By Christmas 2016, however, Matthew had started to feel that he needed a new challenge. “I enjoyed making my work but I felt it had become too product led,” he explains. “I was no longer fulfilled creatively.” Part of the issue was with the material he was using. Matthew does not use moulds in his work and it was proving increasingly difficult to produce such a large volume of hand thrown tableware in porcelain, which is a notoriously temperamental material. “I was working seven days a week and losing a lot of my work to cracking and problems with the heat, which was incredibly frustrating,” he explains.

Matthew had been experimenting with a new body of work for some years, but couldn’t afford to dedicate the time and materials necessary to fully develop his ideas. With Madeleine’s help, he successfully applied for the Jill Humphrey Springboard Prize, an award open to Cockpit Arts studio holders and aimed at helping fledgling businesses develop new projects.

This injection of funds came at a crucial time for Matthew’s business. “Suddenly that extra £1,000 gave me the impetus I needed to drop everything – materials, forms, glaze – and start again. I was able to buy proper stoneware clay, which has allowed me to make much more complex pieces. Some of the new vases have three or four joints in the handle alone, which would just not be possible to hand make in porcelain.”

Matthew says that Madeleine Furness and Cockpit Arts have proved invaluable in helping him to refocus his business into this high-end, gallery market. “The team is very knowledgeable about the craft sector,” he says. “I’ve talked through ideas with them about how I get away from product manufacturing.”

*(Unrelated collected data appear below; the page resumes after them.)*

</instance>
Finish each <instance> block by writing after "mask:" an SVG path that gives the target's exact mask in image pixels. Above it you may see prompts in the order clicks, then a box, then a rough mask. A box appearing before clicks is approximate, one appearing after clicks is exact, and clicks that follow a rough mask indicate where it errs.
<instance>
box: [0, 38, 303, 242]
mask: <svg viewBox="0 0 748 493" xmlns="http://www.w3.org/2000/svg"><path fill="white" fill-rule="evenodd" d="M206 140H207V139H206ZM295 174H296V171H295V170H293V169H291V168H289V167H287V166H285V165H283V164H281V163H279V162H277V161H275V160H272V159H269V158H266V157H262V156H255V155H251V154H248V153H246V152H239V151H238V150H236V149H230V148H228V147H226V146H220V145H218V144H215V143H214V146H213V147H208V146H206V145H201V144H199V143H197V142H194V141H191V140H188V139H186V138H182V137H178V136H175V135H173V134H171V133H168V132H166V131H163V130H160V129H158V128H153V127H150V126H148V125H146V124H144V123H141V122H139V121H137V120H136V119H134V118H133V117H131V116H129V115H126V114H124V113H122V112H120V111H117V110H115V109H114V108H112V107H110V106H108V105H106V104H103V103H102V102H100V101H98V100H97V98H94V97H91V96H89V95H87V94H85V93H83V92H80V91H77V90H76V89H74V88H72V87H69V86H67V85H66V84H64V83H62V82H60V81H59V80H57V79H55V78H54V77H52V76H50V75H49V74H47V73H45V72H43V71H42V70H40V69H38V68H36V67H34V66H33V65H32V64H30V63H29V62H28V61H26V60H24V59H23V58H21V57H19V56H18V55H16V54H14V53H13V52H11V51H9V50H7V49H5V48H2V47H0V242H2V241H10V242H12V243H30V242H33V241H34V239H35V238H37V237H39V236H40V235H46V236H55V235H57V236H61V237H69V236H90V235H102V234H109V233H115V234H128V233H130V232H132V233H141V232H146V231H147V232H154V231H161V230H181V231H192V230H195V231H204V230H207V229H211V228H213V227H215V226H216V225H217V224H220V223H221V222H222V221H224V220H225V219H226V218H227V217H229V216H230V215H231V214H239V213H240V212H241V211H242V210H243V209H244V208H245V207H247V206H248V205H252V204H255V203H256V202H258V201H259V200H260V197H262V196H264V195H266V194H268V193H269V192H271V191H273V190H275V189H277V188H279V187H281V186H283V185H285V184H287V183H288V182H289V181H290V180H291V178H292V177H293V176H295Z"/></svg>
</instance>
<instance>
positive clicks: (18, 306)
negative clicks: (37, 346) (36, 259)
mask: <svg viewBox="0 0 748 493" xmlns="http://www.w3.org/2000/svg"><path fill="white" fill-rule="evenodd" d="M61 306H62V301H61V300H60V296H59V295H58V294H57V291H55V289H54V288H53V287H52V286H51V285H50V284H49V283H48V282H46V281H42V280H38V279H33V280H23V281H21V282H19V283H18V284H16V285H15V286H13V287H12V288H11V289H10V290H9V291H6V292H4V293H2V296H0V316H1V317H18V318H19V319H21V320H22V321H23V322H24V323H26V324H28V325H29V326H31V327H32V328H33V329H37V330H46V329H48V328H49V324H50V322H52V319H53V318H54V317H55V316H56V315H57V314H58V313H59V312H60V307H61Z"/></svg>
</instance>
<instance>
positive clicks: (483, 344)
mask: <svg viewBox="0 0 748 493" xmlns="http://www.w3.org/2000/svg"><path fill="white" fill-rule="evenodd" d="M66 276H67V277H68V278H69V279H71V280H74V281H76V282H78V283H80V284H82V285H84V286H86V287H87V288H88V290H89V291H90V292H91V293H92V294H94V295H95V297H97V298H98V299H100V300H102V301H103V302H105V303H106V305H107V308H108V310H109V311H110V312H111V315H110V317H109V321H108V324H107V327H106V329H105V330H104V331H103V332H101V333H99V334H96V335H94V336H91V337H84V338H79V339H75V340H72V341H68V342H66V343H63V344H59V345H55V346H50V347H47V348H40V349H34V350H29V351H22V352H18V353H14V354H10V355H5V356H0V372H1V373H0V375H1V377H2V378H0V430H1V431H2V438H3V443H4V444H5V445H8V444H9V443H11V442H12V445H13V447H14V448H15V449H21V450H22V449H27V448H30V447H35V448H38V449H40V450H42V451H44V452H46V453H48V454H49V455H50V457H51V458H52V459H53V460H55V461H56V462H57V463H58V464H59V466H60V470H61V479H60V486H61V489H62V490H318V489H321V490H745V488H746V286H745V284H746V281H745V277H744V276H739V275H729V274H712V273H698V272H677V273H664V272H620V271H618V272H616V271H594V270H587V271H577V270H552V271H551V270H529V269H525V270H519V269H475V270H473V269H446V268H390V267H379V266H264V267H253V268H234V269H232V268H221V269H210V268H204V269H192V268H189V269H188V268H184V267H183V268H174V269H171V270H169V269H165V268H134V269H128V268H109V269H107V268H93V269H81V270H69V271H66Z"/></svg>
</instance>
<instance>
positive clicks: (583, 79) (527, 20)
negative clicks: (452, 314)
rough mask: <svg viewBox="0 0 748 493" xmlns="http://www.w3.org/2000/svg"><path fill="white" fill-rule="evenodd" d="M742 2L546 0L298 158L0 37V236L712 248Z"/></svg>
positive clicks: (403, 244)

Although the new work has been slower to develop than he had initially anticipated, it is already attracting high-profile clients. “I have sold some of my pieces to some very interesting gallerists,” he confirms.

Matthew says that 2017 has been all about trying out new ideas and pushing his business forward in a new direction. 2018 will be about launching this new body of work – and it kicks off in spectacular fashion with a solo show in February at Contemporary Applied Arts. “This new body of work is creatively really stimulating for me. It lends itself to a different, more specialist market,” he explains. “I’m hoping it will reposition me. I want to be known as someone who is doing something a little bit different in the world of studio pottery.”